Exam golden-age syndrome

21st September 2001 at 01:00
How could Peter Wilby get it so wrong (when he says exams have got easier) ("Stop the fuss, we need exam standards to fall", TES, September 7)?

Examining is an inexact science, but grades need to be awarded according to quality of work, and consistent standards maintained from year to year. These are formal requirements for the awarding bodies.

In any case, market forces dictate that consumers (ie those who get or use the results) will not to be satisfied with any board whose marking is sub-standard. Responsibility for ensuring "comparability" - consistency between boards, between subjects and across years - lies with the Qualifications and Curriculum Authority.

There are obvious variables in the GCSE, AS and A-level examinations: changes in subject criteria, changes in the nature of candidates, or the introduction of entirely new exams such as the AS where there is no previous form. This can make grading difficult but the principle remains the same, grades vary according to quality of work.

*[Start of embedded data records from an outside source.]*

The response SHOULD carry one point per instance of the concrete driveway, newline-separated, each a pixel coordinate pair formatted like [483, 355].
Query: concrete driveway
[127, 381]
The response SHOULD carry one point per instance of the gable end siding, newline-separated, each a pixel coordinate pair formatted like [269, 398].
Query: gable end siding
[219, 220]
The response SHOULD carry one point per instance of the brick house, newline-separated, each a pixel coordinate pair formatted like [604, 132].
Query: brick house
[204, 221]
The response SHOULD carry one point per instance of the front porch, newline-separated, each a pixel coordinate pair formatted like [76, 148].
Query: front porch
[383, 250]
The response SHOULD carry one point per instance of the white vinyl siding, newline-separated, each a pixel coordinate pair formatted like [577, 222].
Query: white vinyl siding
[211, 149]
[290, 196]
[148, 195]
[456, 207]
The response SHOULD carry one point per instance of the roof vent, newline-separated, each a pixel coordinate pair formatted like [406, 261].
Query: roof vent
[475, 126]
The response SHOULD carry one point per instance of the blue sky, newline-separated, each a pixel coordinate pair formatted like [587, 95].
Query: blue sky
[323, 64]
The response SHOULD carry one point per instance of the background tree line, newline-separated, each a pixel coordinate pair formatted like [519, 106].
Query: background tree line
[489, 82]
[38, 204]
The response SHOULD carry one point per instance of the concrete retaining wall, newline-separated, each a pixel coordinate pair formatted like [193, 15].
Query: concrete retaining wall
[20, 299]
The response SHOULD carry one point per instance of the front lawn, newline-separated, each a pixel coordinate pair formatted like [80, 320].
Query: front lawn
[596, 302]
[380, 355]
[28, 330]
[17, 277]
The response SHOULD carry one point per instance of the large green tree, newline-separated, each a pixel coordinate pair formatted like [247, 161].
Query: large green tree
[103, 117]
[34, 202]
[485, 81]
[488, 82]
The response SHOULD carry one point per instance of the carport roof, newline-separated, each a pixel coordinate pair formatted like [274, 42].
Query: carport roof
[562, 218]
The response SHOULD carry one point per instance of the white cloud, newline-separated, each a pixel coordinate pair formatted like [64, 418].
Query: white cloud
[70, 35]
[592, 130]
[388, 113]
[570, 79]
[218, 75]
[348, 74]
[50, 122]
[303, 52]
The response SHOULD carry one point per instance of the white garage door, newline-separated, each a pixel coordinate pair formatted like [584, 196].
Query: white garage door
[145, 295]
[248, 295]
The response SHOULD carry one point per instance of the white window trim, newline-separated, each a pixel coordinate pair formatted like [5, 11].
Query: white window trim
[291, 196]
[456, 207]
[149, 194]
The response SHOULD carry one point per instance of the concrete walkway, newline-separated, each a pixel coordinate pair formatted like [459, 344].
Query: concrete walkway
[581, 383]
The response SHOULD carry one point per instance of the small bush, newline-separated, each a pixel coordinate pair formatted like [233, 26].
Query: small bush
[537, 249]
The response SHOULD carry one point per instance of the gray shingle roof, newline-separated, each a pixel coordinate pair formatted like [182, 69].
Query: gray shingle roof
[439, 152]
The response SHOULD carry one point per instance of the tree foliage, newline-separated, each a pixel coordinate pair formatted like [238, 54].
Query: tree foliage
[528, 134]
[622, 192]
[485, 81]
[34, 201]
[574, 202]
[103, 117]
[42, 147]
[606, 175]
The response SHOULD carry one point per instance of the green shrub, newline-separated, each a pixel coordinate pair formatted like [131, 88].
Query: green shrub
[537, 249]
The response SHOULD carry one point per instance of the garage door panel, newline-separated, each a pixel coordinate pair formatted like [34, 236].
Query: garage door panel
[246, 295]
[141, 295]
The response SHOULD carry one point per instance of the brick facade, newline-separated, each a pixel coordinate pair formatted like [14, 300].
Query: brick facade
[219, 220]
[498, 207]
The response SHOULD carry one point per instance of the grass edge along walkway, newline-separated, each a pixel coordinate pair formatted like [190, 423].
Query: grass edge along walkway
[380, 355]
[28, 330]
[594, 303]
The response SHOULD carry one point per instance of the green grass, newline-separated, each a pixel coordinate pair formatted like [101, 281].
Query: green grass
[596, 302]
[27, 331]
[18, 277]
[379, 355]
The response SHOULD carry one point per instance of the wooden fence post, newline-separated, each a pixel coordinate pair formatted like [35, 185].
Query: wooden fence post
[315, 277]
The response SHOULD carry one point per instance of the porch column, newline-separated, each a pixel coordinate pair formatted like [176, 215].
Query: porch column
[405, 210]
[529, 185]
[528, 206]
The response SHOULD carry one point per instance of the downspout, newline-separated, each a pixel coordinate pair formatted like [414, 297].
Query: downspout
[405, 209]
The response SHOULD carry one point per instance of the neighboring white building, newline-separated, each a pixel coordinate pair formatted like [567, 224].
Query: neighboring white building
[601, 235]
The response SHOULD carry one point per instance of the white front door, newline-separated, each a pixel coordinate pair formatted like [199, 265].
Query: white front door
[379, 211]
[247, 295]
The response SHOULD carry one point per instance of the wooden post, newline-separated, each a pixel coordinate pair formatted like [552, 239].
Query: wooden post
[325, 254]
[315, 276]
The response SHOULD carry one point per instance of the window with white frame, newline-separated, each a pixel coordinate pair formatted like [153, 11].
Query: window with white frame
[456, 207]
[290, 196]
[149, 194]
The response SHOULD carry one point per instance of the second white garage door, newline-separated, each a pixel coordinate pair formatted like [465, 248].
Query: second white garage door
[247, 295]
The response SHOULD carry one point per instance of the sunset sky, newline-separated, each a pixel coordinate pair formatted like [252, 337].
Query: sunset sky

There is extensive monitoring, internally and externally, to ensure standards are maintained at every stage - from paper-setting, to marking, to awarding grades, to post-exam studies.

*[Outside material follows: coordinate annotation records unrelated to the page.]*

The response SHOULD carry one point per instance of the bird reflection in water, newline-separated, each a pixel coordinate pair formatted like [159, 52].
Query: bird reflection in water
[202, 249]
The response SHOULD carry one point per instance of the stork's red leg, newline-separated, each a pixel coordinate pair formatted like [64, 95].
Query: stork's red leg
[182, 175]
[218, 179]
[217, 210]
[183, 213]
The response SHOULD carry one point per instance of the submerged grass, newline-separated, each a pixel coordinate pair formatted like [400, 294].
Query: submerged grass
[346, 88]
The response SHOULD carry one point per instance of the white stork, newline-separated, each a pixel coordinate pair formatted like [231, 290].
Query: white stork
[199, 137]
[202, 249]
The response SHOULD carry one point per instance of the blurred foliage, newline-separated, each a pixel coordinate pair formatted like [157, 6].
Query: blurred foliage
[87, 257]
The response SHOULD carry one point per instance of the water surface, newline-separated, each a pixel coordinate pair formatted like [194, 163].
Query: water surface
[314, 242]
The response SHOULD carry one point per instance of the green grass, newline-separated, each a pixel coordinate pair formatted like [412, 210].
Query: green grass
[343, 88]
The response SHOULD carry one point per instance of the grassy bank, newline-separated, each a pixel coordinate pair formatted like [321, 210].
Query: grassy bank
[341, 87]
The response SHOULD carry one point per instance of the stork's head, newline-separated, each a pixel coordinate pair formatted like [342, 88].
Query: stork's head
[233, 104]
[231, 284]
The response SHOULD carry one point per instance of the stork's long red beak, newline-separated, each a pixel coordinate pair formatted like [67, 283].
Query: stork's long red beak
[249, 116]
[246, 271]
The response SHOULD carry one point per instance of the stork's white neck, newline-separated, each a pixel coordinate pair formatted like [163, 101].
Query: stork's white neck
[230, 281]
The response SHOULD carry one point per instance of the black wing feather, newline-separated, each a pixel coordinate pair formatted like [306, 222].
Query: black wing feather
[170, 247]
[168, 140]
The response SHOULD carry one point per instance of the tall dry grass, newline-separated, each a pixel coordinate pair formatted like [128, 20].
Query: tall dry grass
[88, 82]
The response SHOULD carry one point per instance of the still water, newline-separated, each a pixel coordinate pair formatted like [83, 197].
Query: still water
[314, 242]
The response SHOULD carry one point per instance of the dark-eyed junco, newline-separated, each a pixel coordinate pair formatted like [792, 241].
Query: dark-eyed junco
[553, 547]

Competition between exam boards is about the service they provide, not who has the easier exam. Political imperatives to raise grades play no part in setting exam standards.

The major factors in the improvement in exam performance have been the raising of the school-leaving age and "bog-standard" comprehensive schools increasing access to exams at 16-plus and beyond; another factor might be - dare one suggest? - improvements in teaching and learning.

All this should be well-known, but it is the end of the silly season, and the golden-age syndrome is alive and well.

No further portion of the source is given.